|
|
|
The Shawnee News-Star
  • Dead Nettle

  • Plant brightens shady areas.
    • email print
  • If you are looking for a ground cover to brighten a shady area, you might consider Lamium, a plant that carries an unfortunate common name, Dead Nettle. I have grown this plant on the east side of my house next to ajuga and in front of a sprawling Blue Rug Juniper.
     
    Two years ago when we were having extreme drought, I let it get too dry and lost my perennial plant. I bought another last summer and it did well into the fall. When cold weather became intense it sort of disappeared and this spring it has come back with a spurt of growth. The recommended environment is full or part shade, planted in well drained, evenly moist soil. Amending the soil with peat or other moisture retaining additives will help get the plant established.
     
    This superb performance enticed me to purchase additional plants for the south side of my house under a large yaupon holly bush that is pruned like a small tree and shades the center portion of a south facing bed. Another possible location could be to plant it in a hanging basket in a shady area.

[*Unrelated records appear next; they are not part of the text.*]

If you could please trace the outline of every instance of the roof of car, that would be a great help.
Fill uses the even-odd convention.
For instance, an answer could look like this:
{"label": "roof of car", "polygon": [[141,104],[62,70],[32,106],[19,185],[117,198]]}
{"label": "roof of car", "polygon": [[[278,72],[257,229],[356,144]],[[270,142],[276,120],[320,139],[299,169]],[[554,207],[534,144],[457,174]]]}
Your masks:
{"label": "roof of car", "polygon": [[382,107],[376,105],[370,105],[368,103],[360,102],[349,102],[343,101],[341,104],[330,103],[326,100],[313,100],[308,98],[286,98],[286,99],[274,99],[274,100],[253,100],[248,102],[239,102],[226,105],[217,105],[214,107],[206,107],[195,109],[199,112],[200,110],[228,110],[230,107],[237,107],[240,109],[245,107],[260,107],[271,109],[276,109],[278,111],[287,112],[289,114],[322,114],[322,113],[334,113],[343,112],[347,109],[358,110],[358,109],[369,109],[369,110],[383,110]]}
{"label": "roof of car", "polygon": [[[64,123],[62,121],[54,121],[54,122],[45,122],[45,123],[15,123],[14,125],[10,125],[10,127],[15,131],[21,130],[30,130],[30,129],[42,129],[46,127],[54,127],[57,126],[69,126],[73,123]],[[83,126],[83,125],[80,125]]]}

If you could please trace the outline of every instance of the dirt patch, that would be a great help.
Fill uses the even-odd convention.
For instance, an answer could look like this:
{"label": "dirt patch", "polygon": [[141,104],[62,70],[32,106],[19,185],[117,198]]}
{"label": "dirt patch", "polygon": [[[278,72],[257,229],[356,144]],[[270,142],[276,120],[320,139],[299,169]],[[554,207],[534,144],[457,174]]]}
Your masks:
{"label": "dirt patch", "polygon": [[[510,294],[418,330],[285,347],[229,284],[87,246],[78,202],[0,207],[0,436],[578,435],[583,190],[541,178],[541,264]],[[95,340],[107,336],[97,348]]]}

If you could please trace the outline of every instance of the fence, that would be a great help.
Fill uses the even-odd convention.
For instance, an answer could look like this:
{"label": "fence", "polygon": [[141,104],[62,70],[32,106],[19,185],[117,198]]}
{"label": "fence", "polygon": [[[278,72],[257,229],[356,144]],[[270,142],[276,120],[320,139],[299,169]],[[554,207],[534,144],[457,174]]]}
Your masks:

In addition to being attractive during the day, the light colored leaves are especially attention getting as dusk begins to fall.
     
    Lamium maculatum is the horticultural name. Under normal circumstances the plant will grow to around 6 inches high and will spread between 12 and 24 inches in diameter. The plant in the photograph is pushing its 24 inch maximum size. The leaves are heart shaped and have silver and white overtones on a green background. In the spring there are insignificant blooms which may be pink, white, or yellow, depending on the cultivar.
     
    ‘Silver Beacon’ is a popular variety with pink flowers. Another is ‘White Nancy’ which is similar to ‘Silver Beacon’ but has white flowers. Two other choices with pink flowers are ‘Chequers’ and ‘Pink Pewter’.
     
    Companion plants in addition to ajuga could be hosta, mondo grass, and various perennials such as ferns. It would look nice adjacent to a shade loving holly shrub.